The next-earliest reference is slightly more useful. This dates to 1959 and is from Verla Leone Birrell's book The Textile Arts, a handbook of fabric structure and design processes: ancient and modern weaving, braiding, printing, and other textile techniques. The extract viewable via GoogleBooks is (irritatingly) truncated but is potentially useful:

Suspended or drop spinning: A drop spindle is one not supported while in use; it
hangs in the air at... (VL Birrell, 1959).

This suggests that the compound term 'drop spindle' was originally created to distinguish so-called 'drop spinning' from supported spinning. I.e. its original meaning was a synonym of the modern term 'suspended spinning'. Thus, we can infer that the term 'drop spindle' was coined to refer to 'any spindle that is used suspended rather than supported'. Its opposite would be 'support spindle' or 'supported spindle', which would mean 'any spindle that is used supported rather than suspended'.

The two earliest book references we have (Kent and Birrell) suggest that the term 'drop spindle' may have been coined in an academic context -- either an ethnography/anthropology context or a history/archaeology context.

This is where I suspect all of this ... nonsense ... has spread from.

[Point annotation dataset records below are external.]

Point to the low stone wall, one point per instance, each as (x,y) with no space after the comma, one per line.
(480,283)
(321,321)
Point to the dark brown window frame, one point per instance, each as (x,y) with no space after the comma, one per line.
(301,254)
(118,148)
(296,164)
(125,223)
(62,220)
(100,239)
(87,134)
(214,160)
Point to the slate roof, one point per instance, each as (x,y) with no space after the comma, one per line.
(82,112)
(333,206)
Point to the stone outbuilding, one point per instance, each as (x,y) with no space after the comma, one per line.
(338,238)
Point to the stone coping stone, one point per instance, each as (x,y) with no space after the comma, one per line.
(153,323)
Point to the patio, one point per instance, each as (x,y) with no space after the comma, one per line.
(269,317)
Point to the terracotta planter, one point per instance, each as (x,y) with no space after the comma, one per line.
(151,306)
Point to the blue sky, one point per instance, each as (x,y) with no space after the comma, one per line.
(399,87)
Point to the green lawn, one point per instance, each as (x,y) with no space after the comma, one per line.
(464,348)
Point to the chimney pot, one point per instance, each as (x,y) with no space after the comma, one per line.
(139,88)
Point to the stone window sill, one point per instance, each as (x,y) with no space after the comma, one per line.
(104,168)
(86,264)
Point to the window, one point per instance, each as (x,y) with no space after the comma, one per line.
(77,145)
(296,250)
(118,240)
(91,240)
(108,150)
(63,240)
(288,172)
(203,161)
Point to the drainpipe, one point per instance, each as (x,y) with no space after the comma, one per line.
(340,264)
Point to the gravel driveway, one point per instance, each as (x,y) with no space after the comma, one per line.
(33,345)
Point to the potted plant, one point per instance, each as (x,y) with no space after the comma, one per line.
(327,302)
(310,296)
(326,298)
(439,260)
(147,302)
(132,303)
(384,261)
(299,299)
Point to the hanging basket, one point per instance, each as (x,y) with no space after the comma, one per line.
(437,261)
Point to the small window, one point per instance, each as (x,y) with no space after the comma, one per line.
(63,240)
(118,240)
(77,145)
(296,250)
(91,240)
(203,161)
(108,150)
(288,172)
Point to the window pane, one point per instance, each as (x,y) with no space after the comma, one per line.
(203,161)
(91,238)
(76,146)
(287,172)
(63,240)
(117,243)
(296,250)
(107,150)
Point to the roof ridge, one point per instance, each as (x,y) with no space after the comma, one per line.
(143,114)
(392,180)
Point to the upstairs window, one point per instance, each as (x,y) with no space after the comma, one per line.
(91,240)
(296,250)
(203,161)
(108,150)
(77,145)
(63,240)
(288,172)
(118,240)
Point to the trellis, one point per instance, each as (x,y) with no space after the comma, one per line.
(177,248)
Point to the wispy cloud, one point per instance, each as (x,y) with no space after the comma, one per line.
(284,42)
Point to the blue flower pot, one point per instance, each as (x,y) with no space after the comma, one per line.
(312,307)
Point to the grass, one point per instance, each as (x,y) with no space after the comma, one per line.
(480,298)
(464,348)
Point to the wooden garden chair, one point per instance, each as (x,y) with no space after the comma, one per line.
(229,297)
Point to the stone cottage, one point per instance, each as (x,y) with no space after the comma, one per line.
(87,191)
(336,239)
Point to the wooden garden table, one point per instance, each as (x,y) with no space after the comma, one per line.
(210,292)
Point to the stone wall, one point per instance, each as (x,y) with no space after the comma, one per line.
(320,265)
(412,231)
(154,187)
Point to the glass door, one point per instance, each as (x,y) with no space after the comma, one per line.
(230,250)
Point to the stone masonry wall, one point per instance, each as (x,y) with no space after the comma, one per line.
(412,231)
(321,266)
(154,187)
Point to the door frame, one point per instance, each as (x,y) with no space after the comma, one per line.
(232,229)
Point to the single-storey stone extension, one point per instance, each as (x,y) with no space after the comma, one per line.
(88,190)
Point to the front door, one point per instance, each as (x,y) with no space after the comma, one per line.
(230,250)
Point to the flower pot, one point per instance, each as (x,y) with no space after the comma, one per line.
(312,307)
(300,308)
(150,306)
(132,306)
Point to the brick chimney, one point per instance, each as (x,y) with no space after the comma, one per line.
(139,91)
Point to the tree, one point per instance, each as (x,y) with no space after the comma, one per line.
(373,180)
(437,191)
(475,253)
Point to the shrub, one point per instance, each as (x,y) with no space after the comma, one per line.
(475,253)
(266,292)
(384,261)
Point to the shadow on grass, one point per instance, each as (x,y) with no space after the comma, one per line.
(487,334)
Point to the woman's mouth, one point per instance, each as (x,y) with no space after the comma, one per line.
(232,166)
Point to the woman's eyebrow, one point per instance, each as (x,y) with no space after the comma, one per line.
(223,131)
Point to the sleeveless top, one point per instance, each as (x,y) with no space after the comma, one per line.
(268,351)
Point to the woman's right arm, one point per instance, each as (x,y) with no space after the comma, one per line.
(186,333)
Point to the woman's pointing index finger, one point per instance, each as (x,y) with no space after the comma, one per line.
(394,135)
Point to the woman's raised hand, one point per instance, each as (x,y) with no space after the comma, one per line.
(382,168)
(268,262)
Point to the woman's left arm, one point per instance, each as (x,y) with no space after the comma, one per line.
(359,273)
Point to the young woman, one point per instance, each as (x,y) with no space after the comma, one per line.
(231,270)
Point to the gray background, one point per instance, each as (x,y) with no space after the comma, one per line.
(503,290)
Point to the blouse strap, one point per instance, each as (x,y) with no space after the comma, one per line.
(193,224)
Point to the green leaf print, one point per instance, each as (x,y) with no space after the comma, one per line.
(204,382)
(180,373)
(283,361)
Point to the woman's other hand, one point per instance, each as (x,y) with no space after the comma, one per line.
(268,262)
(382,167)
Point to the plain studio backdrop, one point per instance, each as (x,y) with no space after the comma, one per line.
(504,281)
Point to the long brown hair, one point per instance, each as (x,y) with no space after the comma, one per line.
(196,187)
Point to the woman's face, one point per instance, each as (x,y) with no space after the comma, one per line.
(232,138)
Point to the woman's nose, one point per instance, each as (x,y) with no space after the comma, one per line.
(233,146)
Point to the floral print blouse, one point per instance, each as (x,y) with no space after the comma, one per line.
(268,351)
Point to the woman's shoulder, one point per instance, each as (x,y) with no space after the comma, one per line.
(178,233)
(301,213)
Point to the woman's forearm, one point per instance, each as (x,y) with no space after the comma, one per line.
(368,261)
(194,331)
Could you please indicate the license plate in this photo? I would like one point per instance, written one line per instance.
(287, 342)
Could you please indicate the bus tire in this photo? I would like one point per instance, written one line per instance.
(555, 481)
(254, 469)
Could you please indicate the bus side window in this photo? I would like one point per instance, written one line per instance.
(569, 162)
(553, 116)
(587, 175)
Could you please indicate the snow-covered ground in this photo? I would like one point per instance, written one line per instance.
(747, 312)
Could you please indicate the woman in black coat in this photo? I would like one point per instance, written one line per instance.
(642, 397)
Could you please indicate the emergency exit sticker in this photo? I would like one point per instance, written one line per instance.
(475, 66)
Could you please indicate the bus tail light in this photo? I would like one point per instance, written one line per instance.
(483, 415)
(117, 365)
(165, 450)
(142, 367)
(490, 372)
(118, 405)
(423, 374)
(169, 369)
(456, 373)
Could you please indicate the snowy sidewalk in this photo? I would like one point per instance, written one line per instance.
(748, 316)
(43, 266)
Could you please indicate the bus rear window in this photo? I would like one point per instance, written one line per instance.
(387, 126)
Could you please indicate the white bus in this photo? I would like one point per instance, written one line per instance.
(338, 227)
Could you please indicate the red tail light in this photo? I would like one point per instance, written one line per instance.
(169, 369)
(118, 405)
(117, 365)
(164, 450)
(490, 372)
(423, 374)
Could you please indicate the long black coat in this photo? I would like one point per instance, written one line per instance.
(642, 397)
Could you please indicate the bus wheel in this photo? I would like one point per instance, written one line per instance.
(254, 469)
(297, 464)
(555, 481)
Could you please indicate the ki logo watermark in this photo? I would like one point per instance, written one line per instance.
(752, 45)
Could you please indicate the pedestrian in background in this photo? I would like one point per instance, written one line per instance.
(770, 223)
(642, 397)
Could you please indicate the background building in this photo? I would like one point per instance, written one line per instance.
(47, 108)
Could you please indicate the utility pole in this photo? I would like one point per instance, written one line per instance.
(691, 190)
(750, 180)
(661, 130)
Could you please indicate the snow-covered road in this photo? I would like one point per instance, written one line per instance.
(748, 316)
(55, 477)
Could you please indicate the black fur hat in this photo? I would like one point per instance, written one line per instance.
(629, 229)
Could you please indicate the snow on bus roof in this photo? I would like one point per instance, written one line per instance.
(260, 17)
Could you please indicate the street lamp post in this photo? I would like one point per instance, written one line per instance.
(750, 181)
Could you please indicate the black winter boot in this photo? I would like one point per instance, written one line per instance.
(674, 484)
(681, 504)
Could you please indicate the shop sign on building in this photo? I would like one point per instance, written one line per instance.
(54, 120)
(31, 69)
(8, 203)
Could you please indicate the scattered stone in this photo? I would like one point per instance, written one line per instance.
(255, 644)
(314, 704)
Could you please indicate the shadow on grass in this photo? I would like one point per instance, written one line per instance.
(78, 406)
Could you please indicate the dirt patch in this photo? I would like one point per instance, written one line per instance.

In Part 2 of this series, I shall discuss why the term 'drop spindle' is so problematic, particularly from a historical academic and reproduction perspective. Hope you like the series. ^_^

1 comment:

  1. I find this all very interesting, because I have *stopped* using the term, except as an aside/explanation to non-spinners who have heard it and ask me questions. I don't like it because I tend to be very literal in my thinking -- consciously and, it appears, unconsciously as well. Since I have dropped the term, I actually seem to drop the actual spindle much less frequently!